Performance under uniform traffic

Performance improvement by increasing k
The performance of delay and throughput for the proposed integrated algorithm can be increased efficiently through increasing the number of multicast queues. It is of great importance that the multicast scheduling overhead of the proposed algorithm remains O(N) when k grows, which is different from the Figure 8 and Figure 9 present the improvement of delay and throughput performance introduced by increasing the number of multicast queues for Bernoulli traffic and Bursty traffic, respectively. For the given traffic composition(P m =0.1), we can observe that with a novel update rule for multicast requesting pointers at each input, the delay and throughput of UMDRR improve efficiently as k increases. The intuition behind this is that as k increases, the update rule of the requesting pointer allows more new cells to participate in scheduling during the next time slot, and as a result reduces the output contention and consequently alleviates the HOL blocking problem. From Figure 9 we can see that the improvement of the throughput is not significant when the multicast traffic fraction is small, and as the proportion of multicast traffic grows, the improvement is obvious. We can also observe that a high throughput can be achieved when k grows to 8, which corresponds to the conclusion in [9] that a small number of multicast queues (less than 10) are enough to obtain a high switch performance. 
Conclusion
In this paper, we present a scalable, fully distributed, fair, and simple integrated scheduling algorithm that supports unicast and multicast traffic simultaneously.

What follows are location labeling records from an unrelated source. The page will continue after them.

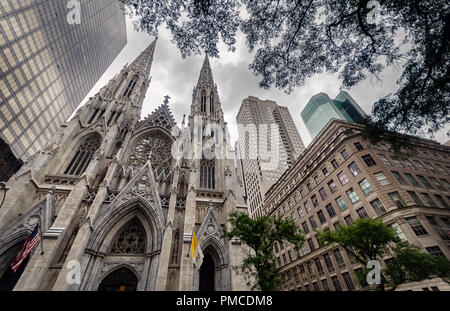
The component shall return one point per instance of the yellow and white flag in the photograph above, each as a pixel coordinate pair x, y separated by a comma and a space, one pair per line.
196, 252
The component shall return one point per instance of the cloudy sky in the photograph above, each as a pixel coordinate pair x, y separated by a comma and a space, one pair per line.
174, 76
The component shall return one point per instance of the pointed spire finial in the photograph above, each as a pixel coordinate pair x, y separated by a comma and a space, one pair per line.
166, 100
206, 72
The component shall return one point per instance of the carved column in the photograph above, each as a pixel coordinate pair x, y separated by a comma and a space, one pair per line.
168, 234
186, 265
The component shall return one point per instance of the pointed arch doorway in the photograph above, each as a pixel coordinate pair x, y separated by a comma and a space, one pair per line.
9, 278
207, 274
120, 280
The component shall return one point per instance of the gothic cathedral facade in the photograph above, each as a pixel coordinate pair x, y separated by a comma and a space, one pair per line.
115, 206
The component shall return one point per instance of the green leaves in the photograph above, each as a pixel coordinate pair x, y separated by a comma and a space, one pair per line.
260, 235
371, 239
295, 40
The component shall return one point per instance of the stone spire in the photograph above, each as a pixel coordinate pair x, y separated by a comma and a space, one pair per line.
205, 77
143, 62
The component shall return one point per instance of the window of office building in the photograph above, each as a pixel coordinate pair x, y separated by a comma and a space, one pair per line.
348, 281
424, 181
330, 210
354, 169
428, 199
305, 227
412, 179
348, 219
344, 154
365, 186
362, 213
441, 200
328, 262
358, 146
415, 197
369, 160
334, 163
419, 165
352, 195
341, 204
399, 177
307, 206
343, 178
382, 179
384, 159
336, 284
397, 162
332, 186
378, 207
313, 222
395, 197
435, 250
398, 231
416, 226
323, 194
321, 216
439, 230
314, 200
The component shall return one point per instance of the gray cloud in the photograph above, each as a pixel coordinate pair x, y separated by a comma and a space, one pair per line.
172, 75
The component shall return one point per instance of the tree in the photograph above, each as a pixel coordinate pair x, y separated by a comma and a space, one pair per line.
260, 235
293, 40
371, 239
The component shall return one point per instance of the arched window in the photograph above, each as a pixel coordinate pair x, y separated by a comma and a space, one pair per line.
155, 147
207, 174
93, 115
131, 240
130, 87
203, 101
83, 156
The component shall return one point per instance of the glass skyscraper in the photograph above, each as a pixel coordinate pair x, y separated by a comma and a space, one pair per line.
321, 109
48, 65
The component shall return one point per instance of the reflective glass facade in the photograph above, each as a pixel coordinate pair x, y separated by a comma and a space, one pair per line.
47, 66
321, 109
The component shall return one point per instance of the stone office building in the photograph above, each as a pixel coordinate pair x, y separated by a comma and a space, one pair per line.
111, 197
340, 178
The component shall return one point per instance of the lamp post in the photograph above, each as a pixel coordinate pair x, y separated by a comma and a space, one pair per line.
3, 187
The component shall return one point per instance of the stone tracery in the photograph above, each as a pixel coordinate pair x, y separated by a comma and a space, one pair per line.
155, 147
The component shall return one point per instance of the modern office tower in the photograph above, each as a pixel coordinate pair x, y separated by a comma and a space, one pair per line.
260, 164
47, 66
112, 196
340, 178
321, 109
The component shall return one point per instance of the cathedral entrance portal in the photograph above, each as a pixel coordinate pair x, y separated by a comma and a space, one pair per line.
121, 280
207, 274
9, 278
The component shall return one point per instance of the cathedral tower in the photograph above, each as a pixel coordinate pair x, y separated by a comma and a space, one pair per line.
116, 209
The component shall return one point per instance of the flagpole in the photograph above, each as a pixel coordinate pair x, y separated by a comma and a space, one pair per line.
40, 232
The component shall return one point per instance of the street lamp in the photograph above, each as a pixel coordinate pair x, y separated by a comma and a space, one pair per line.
3, 187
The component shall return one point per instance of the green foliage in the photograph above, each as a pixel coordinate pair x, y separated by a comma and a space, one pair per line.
409, 264
366, 239
371, 239
295, 40
260, 235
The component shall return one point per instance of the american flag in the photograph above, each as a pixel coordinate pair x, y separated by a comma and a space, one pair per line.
33, 239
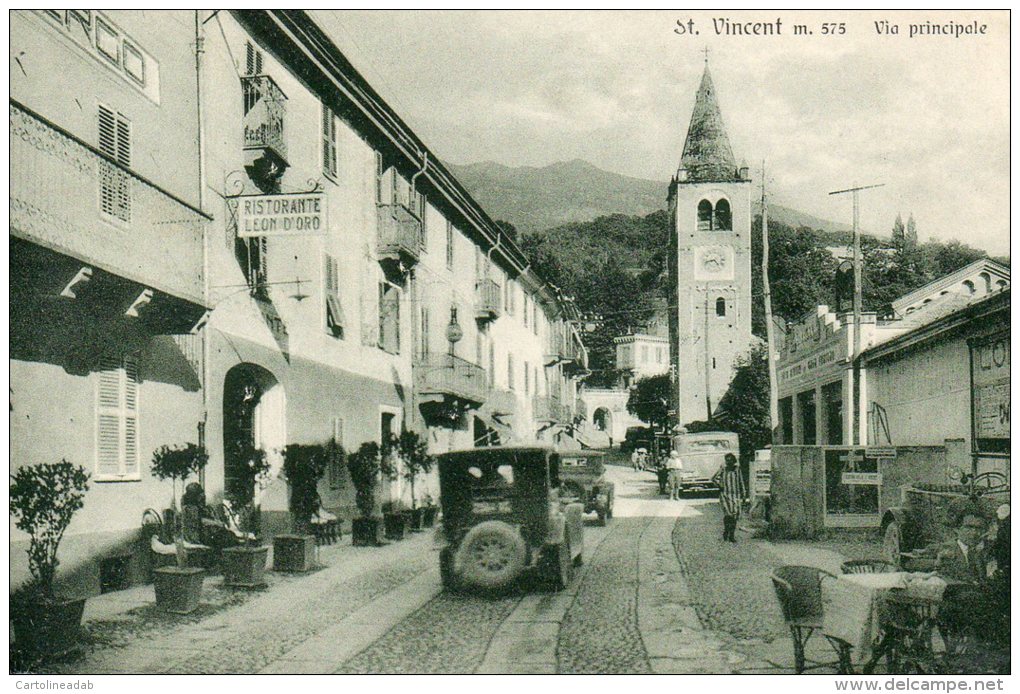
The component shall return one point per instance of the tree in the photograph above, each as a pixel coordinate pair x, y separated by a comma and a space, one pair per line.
745, 406
650, 400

From a practical point of view, the proposed algorithm reduces the multicast scheduling overhead from traditional O(kN) to O(N) , whereas provides a good performance in terms of delay and throughput. Simulation results show that the algorithm is more suitable for large capacity, high-speed switches/routers that have very short time to perform scheduling under various traffic patterns. In addition, several issues are not discussed in this paper including the improvement of switching performance with pure unbalanced unicast traffic and the analytical analysis of the proposed integrated scheduling algorithm, and it will be discussed in our further study.